"Hago todos los días mi "ratito" de oración: ¡si no fuera por eso!" (Camino, 106)

5 de agosto de 2021

VIRGEN DE LAS NIEVES




 Evangelio (Mt 16,13-23)


Cuando llegó Jesús a la región de Cesarea de Filipo, comenzó a preguntar a sus discípulos:


—¿Quién dicen los hombres que es el Hijo del Hombre?


Ellos respondieron:


—Unos que Juan el Bautista, otros que Elías, y otros que Jeremías o alguno de los profetas.


Él les dijo: —Y vosotros, ¿quién decís que soy yo?


Respondió Simón Pedro:


—Tú eres el Cristo, el Hijo de Dios vivo.


Jesús le respondió:


—Bienaventurado eres, Simón, hijo de Juan, porque no te ha revelado eso ni la carne ni la sangre, sino mi Padre que está en los cielos. Y yo te digo que tú eres Pedro, y sobre esta piedra edificaré mi Iglesia, y las puertas del infierno no prevalecerán contra ella. Te daré las llaves del Reino de los Cielos; y todo lo que ates sobre la tierra quedará atado en los cielos, y todo lo que desates sobre la tierra quedará desatado en los cielos.

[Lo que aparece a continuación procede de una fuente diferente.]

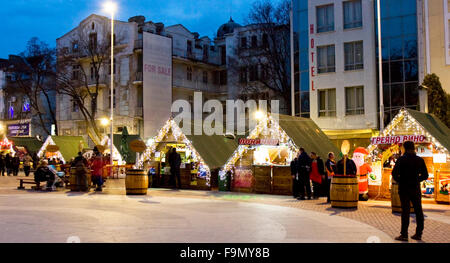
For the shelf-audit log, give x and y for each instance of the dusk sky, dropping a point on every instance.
(50, 19)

Entonces ordenó a los discípulos que no dijeran a nadie que él era el Cristo.


Desde entonces comenzó Jesús a manifestar a sus discípulos que él debía ir a Jerusalén y padecer mucho por causa de los ancianos, de los príncipes de los sacerdotes y de los escribas, y ser llevado a la muerte y resucitar al tercer día.

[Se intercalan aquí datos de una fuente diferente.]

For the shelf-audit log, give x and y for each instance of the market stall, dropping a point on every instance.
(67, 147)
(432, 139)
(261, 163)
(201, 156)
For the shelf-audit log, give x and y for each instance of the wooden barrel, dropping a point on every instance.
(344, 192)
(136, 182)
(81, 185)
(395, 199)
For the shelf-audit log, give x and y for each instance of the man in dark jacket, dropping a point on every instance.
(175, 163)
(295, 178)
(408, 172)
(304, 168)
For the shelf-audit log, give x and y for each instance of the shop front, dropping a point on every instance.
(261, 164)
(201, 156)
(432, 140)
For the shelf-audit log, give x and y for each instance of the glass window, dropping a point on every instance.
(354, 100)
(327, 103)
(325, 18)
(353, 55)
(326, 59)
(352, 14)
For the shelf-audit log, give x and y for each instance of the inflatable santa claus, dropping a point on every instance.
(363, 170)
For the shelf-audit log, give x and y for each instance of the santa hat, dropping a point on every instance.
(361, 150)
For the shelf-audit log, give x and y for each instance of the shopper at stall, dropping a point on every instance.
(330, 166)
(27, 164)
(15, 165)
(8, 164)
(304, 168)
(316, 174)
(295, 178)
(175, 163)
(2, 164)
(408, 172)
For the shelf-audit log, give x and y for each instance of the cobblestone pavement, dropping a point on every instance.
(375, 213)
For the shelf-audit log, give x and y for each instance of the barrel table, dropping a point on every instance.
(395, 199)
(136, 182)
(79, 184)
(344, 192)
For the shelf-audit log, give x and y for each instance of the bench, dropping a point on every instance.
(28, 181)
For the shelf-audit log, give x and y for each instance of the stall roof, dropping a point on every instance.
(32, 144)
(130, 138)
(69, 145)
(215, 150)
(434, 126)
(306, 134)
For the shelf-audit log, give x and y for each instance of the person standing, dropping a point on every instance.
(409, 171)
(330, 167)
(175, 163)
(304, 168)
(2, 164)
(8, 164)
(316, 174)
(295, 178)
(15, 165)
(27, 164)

Pedro, tomándolo aparte, se puso a reprenderle diciendo:


—¡Dios te libre, Señor! De ningún modo te ocurrirá eso.


Pero él se volvió hacia Pedro y le dijo:


—¡Apártate de mí, Satanás! Eres escándalo para mí, porque no sientes las cosas de Dios sino las de los hombres.


Comentario


Cuando Jesús lanza una pregunta comprometedora a los Doce -¿quién soy yo para vosotros?- Pedro es el que responde con mayor audacia: “Tú eres el Cristo, el Hijo de Dios vivo”. Con esa respuesta, parece que Pedro se eleva por encima de todos. Jesús le hace ver que en sus palabras hay algo que va más allá de cualquier conclusión meramente humana: “Bienaventurado eres, Simón, hijo de Juan, porque no te ha revelado eso ni la carne ni la sangre, sino mi Padre que está en los cielos”. Quizá el mismo Pedro no entendería todo el alcance de su confesión de fe. En cualquier caso, en ese momento ha sido capaz de ver más allá de “la carne y la sangre” y se convierte en nada menos que la roca sobre la que se edificaría la Iglesia de Cristo.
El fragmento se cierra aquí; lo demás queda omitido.